Ver, sentir, implicarme más de lo que correspondía.
Priorizar al otro más de lo que el otro lo hacía contigo. Observar cómo te ibas perdiendo en el vínculo. Como ibas perdiendo el control de todos tus compuertas.
Y llegar exhausta al final. Casi un año después. Sin respiro, sin límites, llenando la atmósfera de amor. De miradas y palabras de afecto.
No poder sentir porque tenías las entrañas congeladas. Pedir explicaciones que jamás llegarán.
¿Cómo pude confirmarme con migajas? Si yo merezco el pan completo. Yo merezco lo mismo que estoy dispuesta a dar.
Tras darle a ese botón rojo y poner un muro virtual entre ambos, miro de nuevo a mí dignidad a la cara.
No sé si alguien vendrá aquí en busca de respuestas. Seguramente no. Pero sí las buscas, ya lo sabes.

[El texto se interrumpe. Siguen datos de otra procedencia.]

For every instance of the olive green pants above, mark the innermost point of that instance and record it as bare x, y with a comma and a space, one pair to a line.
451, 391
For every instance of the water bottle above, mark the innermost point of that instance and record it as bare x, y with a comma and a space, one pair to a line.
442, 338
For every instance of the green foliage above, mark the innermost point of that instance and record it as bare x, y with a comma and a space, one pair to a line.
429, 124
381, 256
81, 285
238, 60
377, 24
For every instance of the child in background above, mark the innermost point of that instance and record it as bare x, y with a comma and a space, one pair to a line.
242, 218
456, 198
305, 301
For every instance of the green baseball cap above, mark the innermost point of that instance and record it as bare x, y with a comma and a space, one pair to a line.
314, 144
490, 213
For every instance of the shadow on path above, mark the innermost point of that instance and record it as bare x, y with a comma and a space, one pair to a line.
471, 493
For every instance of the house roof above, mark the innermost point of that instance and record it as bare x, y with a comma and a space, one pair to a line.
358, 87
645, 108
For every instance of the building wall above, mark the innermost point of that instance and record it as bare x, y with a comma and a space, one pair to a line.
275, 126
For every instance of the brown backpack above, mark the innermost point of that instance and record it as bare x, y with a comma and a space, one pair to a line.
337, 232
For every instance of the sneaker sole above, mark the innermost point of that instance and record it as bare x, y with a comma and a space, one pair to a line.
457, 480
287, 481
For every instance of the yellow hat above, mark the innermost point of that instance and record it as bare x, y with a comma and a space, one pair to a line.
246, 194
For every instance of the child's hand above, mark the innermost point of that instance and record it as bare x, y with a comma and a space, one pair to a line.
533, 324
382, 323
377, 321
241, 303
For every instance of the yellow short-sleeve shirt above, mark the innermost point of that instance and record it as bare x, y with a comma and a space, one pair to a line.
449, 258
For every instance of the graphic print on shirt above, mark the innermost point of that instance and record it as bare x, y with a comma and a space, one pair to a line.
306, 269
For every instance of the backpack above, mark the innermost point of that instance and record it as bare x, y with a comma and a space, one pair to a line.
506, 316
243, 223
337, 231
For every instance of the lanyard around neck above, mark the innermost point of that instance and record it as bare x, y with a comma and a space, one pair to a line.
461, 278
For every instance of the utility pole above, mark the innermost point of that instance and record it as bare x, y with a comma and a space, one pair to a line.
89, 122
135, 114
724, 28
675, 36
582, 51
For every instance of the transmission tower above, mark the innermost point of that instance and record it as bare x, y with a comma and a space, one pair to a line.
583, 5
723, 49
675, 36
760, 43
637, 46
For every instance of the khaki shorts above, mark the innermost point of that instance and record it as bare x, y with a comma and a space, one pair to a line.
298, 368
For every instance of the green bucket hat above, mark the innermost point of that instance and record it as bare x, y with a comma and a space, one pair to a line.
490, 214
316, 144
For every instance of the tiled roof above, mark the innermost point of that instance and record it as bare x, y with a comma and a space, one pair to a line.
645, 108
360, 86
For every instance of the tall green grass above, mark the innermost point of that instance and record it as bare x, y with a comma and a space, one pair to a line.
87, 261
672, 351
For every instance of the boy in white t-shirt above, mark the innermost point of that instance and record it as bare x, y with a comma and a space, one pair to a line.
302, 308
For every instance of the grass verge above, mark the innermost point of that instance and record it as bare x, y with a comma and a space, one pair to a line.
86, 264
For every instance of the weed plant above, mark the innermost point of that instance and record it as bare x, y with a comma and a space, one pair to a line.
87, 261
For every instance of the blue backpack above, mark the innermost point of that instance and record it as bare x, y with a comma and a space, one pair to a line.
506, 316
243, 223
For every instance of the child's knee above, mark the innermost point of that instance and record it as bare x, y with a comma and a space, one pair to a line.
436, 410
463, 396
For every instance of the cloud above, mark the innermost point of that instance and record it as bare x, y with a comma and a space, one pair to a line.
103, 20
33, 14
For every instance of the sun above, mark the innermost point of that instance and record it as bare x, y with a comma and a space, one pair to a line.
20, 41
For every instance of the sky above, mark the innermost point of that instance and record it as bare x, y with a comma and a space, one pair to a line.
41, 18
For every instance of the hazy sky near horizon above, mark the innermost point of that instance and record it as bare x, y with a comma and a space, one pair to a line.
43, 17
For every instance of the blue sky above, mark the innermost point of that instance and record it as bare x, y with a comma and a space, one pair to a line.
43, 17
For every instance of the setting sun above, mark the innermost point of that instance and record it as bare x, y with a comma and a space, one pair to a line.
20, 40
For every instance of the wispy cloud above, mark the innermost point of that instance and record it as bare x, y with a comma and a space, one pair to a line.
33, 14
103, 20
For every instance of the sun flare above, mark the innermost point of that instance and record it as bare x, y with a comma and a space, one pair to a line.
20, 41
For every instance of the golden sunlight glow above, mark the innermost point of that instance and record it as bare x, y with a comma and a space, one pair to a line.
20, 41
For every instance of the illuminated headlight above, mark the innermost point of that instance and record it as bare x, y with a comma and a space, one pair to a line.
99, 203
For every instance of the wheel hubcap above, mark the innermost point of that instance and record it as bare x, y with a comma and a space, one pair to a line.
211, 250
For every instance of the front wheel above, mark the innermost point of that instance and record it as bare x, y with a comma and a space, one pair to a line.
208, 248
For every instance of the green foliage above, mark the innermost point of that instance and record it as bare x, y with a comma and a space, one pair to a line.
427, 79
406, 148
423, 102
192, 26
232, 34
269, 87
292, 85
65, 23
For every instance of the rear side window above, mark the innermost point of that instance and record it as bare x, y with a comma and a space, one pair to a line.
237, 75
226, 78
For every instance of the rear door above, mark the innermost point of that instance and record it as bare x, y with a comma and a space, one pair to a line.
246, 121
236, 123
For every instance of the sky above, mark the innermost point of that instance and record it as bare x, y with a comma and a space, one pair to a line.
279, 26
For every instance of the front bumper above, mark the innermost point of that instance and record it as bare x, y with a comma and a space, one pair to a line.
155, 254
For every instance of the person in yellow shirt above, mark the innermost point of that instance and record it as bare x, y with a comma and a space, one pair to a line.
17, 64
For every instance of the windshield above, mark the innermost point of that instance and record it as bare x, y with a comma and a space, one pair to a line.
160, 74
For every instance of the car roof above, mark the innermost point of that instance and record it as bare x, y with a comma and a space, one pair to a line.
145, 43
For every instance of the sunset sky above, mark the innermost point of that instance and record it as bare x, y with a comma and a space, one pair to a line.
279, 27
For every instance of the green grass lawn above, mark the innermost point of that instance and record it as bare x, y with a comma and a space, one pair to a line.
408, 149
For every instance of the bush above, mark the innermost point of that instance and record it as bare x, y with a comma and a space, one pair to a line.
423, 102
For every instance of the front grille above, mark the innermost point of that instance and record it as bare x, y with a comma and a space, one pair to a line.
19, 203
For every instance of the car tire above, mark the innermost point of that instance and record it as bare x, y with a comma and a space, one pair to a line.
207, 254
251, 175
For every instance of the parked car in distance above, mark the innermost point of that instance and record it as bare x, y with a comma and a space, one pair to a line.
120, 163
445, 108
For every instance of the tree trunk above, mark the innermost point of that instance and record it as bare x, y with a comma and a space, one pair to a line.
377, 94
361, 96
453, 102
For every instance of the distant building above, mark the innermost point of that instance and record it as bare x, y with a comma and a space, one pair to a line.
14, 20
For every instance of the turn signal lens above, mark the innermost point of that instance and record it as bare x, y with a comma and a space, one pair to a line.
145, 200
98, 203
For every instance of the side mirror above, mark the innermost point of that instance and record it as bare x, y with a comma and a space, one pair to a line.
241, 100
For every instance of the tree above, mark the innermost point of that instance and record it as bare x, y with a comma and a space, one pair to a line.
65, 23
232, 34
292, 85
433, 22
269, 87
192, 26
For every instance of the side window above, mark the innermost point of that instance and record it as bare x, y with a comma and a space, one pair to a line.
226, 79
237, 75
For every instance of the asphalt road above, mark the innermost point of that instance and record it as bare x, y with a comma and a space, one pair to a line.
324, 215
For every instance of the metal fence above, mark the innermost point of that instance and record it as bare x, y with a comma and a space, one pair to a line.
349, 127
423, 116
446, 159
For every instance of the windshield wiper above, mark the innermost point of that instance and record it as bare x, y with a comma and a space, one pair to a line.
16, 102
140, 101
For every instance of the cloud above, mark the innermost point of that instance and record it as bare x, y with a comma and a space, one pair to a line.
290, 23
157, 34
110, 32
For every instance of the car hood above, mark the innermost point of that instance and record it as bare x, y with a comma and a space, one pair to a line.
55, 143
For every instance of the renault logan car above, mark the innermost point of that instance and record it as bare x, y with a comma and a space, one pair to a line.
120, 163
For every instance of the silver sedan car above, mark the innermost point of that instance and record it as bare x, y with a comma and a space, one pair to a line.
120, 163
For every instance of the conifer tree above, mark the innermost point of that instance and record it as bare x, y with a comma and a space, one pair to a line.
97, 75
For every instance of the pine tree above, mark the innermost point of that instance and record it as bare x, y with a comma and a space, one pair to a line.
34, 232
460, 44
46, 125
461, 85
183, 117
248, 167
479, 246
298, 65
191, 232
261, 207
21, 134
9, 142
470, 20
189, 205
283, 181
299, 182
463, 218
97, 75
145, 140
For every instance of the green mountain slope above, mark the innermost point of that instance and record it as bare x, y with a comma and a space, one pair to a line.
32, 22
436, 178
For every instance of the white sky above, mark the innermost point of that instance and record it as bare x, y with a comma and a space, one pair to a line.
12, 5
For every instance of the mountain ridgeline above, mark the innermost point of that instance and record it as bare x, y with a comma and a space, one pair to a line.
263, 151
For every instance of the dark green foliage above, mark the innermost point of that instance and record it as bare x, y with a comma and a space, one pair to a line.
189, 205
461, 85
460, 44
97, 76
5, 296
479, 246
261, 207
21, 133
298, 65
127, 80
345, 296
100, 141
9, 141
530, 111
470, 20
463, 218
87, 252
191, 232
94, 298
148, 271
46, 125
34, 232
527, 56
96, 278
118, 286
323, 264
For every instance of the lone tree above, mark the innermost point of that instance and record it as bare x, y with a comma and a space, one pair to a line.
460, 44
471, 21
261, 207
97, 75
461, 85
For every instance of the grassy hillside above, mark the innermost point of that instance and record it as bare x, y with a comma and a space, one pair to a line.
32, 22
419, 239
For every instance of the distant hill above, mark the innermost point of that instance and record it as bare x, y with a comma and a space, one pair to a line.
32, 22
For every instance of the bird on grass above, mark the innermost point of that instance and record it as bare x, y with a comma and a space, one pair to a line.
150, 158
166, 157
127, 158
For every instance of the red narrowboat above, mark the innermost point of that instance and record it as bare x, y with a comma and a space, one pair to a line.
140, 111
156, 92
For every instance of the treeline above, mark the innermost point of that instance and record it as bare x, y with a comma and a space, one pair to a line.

Demasiado tiempo sosteniendo algo que me destruía por dentro. Ansiedad e insomnio. No poder relajarme nunca. Sin bajar la guardia. Y aún pensé que me veías. Qué eras capaz de empatizar.
Seguiste caminando con la mirada distraída. Yo con mi autoestima por los suelos. Alimentandome de esas migas de pan que ibas dejando tras de ti.
No lo lamento. No me arrepiento. Porque gracias a eso aprendí.
No comeré más restos cuando yo ofrezco un desayuno completo.
Y punto. No vuelvas jamás.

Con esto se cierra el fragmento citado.